Now that my kids are getting older, nearing 13 years old, I cannot expect them to model endlessly for me. They’ve got friends, homework, and hobbies. While I love taking their photos, I’ve negotiated a deal that is fair for them and me. Since I get this limited time, I need to make it count.
- I get to take snapshots of them on vacations – whether it’s our annual Spring Break cruise or our yearly trip to Northern Michigan.
- I get one portrait session with each of them separately at least once a year.
And while I do “require” them to go out with me for an afternoon, I want to make the most of it. I want it to be fun and capture the true personality of each. The best way to get photos of your tweens and teens that you’ll love is to get them involved.

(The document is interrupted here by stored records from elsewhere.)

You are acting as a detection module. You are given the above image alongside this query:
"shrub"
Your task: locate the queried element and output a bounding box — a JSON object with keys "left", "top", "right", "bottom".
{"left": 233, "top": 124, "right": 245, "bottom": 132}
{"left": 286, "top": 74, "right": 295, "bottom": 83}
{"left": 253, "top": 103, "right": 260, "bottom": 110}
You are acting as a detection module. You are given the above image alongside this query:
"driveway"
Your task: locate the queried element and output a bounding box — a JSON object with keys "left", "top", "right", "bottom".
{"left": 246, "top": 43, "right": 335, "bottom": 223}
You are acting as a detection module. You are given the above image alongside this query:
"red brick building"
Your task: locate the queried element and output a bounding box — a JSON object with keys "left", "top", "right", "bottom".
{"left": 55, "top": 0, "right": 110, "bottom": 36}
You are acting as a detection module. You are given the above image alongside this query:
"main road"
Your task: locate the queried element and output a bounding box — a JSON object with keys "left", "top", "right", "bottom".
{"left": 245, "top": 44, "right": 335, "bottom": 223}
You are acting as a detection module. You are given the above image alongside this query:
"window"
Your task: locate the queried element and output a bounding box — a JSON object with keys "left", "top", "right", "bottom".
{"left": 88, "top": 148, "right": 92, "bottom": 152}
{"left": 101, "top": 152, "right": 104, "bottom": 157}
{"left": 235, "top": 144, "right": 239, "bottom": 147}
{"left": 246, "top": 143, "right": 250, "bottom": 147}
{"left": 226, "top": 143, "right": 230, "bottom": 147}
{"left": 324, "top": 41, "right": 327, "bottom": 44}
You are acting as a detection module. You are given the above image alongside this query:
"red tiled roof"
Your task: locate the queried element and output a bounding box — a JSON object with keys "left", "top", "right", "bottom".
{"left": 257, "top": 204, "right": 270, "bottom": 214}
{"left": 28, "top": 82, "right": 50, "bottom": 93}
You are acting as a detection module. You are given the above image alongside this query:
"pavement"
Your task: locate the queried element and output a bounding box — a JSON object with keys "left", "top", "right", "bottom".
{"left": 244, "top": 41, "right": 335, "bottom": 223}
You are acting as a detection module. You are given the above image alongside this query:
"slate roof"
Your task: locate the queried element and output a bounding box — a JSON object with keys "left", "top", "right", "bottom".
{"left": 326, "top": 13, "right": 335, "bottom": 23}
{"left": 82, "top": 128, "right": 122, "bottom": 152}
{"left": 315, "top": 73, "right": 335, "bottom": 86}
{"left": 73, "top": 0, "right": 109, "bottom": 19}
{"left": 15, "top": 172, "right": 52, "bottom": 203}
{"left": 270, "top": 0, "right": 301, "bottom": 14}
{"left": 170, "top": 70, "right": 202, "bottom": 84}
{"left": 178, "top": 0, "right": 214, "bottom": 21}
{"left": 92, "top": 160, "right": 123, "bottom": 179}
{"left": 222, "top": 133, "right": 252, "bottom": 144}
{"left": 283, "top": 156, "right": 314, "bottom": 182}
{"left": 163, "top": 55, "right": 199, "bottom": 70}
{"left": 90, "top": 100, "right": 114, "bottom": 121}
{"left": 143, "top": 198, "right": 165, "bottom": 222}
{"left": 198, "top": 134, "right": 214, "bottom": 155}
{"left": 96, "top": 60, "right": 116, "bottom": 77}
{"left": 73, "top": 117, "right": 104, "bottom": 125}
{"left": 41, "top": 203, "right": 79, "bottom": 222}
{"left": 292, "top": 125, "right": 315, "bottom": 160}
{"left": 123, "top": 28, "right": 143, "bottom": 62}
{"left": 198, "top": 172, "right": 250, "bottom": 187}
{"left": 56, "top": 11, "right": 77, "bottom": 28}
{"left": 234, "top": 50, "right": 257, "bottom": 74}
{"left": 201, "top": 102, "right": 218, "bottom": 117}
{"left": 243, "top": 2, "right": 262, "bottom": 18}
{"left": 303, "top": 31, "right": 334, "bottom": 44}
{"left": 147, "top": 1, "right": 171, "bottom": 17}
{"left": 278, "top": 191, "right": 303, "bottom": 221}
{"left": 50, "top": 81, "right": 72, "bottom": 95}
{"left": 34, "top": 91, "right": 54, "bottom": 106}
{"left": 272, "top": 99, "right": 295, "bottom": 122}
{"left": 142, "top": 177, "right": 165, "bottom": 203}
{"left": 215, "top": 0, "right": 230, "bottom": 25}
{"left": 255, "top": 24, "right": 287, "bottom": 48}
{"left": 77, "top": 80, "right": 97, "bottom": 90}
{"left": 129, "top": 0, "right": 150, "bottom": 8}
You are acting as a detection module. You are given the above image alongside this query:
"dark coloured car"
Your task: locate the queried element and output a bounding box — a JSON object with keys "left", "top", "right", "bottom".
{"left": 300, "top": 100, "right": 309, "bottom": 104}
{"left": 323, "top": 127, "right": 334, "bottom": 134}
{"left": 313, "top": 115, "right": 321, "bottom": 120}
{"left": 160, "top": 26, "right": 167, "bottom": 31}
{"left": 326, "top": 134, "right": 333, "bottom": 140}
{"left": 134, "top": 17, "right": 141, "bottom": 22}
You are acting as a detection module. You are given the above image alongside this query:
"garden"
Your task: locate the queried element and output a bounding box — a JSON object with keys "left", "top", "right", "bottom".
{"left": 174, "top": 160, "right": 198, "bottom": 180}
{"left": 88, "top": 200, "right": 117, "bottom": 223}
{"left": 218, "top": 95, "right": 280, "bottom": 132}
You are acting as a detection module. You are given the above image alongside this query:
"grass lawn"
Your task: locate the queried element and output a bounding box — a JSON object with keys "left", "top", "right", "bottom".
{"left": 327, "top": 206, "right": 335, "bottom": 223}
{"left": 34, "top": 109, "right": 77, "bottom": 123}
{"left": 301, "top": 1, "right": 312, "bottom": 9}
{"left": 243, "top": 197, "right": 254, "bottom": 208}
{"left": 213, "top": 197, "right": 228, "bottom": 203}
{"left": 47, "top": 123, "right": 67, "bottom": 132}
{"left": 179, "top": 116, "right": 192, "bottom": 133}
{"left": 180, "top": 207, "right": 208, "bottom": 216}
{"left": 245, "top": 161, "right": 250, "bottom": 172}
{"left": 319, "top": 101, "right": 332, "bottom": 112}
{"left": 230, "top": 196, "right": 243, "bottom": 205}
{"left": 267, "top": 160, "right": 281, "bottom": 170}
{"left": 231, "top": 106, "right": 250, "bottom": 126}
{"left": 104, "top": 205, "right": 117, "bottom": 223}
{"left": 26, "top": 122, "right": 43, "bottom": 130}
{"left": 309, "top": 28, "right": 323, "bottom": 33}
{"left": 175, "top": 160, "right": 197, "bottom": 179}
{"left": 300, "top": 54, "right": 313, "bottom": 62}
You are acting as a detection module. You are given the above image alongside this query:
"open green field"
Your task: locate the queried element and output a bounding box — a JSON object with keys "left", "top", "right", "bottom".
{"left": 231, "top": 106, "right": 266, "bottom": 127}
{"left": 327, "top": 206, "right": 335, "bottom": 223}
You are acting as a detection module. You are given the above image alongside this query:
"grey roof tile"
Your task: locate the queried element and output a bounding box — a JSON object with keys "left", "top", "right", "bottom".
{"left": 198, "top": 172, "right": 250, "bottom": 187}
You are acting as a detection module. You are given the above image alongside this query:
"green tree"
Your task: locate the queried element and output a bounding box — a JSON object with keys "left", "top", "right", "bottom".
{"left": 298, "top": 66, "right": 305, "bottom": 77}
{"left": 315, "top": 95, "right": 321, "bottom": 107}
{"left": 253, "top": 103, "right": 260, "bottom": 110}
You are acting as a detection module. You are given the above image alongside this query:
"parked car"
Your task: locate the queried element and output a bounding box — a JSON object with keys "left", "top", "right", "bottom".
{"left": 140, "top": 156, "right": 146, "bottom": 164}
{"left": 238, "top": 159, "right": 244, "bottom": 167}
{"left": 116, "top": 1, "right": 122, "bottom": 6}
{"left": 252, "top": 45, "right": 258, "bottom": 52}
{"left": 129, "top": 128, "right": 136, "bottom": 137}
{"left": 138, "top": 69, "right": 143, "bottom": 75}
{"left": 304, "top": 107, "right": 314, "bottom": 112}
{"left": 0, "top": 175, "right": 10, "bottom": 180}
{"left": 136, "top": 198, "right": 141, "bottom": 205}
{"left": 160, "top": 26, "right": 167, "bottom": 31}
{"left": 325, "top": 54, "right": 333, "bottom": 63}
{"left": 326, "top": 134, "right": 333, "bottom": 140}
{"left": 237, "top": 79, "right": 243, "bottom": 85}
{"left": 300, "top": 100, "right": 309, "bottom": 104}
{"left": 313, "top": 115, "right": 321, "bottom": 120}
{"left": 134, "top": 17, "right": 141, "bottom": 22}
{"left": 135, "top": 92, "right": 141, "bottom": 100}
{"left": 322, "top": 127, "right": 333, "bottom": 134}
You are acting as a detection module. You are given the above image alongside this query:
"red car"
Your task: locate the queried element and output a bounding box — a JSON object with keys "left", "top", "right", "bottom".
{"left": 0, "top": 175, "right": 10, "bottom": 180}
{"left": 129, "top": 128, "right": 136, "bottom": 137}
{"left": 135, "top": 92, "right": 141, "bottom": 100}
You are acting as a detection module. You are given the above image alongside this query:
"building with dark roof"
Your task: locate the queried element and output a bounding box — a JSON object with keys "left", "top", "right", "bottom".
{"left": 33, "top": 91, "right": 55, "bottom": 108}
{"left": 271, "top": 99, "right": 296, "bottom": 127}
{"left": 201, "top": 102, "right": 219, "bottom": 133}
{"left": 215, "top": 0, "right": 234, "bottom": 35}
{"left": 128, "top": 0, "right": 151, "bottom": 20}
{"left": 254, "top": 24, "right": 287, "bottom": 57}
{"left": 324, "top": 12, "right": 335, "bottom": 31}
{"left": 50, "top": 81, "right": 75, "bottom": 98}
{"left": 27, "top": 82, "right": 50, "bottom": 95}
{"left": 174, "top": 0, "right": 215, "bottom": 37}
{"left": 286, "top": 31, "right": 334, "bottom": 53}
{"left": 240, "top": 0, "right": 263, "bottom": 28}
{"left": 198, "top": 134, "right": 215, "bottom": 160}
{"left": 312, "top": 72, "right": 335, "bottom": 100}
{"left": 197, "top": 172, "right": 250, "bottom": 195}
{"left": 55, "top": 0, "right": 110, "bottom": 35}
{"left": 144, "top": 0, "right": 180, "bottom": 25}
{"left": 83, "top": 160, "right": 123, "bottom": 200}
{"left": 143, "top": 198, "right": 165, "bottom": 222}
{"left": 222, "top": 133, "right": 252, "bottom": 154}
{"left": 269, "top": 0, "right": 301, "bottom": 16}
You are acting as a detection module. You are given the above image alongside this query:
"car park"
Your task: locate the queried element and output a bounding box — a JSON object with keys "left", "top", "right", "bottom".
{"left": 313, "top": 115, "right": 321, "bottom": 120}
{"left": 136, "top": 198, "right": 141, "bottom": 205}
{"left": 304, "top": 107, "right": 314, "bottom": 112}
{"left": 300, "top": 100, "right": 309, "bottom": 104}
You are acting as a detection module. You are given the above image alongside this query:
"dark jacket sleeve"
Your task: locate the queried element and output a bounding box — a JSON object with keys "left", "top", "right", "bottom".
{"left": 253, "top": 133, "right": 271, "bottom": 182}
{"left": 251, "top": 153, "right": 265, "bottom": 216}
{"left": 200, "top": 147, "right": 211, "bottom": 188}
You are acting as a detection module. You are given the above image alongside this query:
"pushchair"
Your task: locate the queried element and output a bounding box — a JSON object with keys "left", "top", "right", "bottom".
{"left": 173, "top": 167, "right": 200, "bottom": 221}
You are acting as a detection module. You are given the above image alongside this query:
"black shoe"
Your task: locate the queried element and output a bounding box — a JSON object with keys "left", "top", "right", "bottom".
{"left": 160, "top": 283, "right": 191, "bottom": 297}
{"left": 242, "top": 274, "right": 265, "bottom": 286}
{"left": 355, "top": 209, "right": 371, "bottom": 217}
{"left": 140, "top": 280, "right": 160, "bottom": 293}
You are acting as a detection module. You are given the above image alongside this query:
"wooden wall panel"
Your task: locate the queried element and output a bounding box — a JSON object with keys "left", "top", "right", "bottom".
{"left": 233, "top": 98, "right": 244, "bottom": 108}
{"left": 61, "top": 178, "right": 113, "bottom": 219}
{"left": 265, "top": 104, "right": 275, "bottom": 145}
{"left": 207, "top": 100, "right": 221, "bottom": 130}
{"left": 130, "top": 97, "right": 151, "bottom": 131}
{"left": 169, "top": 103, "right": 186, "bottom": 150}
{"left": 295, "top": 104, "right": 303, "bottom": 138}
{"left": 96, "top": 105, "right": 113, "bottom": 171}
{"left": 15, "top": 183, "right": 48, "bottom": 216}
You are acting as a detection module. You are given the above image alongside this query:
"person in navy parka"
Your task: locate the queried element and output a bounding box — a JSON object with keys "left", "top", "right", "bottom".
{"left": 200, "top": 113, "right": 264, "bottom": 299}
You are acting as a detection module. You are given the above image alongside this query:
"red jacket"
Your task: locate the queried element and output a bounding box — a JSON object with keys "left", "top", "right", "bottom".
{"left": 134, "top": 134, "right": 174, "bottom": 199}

Here’s how to include them in your shoot – from the beginning:
Step 1. Choose the locations. Find a few spots based on the personality and mood you want to create. We brainstorm ideas together of what neighboring towns, parks and areas they may like to visit.
My daughter Jenna likes a mix of nature and urban settings, whereas Ellie just wanted trees, woods and nature.
Step 2. Choose the clothing. I start by explaining that I want one base outfit – pants, jeans, leggings or shorts plus a simple tank or tee. I, then, allow them to pick out this base set plus a few other outfits that think are perfect for our photo shoot. They come to me with 5-8 outfits, and I help them narrow from there. Sometimes, depending on time or weather, we only use two or three.
Here is an example of a base outfit. Plus the added accessories (see step 3)…
Step 3. Choose accessories. This is where the fun begins. We go through my “photo” accessories drawer, as well as my jewelry and scarves. I love to bring a few scarves along as they are a fun, versatile accessory. Then, we pick out possible necklaces, bracelets, headbands, and more. They can help create the mood of the photos by choosing certain items.
Jenna tends to get lots of necklaces, bracelets, headbands and more. Ellie prefers the simple scarf and maybe a thin decorative headband.
Step 4. Choose a few props. If desired, we will grab a few “items” they can hold or use. I don’t do elaborate sets as it is not in my nature. But I’ve been known to tote around a vintage camera, umbrellas, or books, etc.
This cracks me up – Ellie was taking a faux “selfie” with an old Brownie camera.
Step 5. Get them ready for the shoot. This may be the most controversial. I am not suggesting you plaster your kids with makeup or even take them to get their hair done. But I allow them a little gloss, powder and light blush if they want it. Nothing crazy… And I style their hair for them if they want – though if you prefer you could take them to get their hair done and feel special that way too.
How to capture the emotion and personality of your tweens and teens:
TIP: Biggest tip I have is to let them be themselves. Once you set the stage, of allowing them to have a say in the location, clothing, accessories and props, you are already well on your way. When we get to the first location, we start with the base outfit. They get to pick what accessories to wear as we go in search of great light and the perfect spot.
After they warm up to the camera, let them be silly and have some fun. Even if you do not keep these funny images, it helps them feel more comfortable in front of the camera. And you may end up liking them because they show personality. Here are a few examples.
Ellie cracking up:
Ellie singing a song from Frozen and this just captured her so well.
And yes, she took my phone and wanted to take a “selfie” for Instagram. “Um, hello… Look over here – I have a Canon 5D MKIII and a 70-200 lens…” Nope – selfies are way better. I bet this will be one she will like a lot when she’s my age.
TIP: Another great way to get amazing images of your kids, especially at this tween/teen age, is to allow them to use a few props that show their personality. If they play a sport, capture them with equipment.
Here are a few examples.
If, like Ellie, they love to read, catch them reading.
Or for Jenna who is adventurous, I actually did a mini session at an adventure park. Sure, she was not dressed up, but she loved me taking pictures of her 40 feet in the air.
This is just a start. I definitely do not have all the answers on capturing emotion and personality of my girls. I think being real with them and involving them is a great way to start.
I hope you liked this small photographic journey and that some of these ideas are helpful to your future photo sessions with your kids or even with your customers.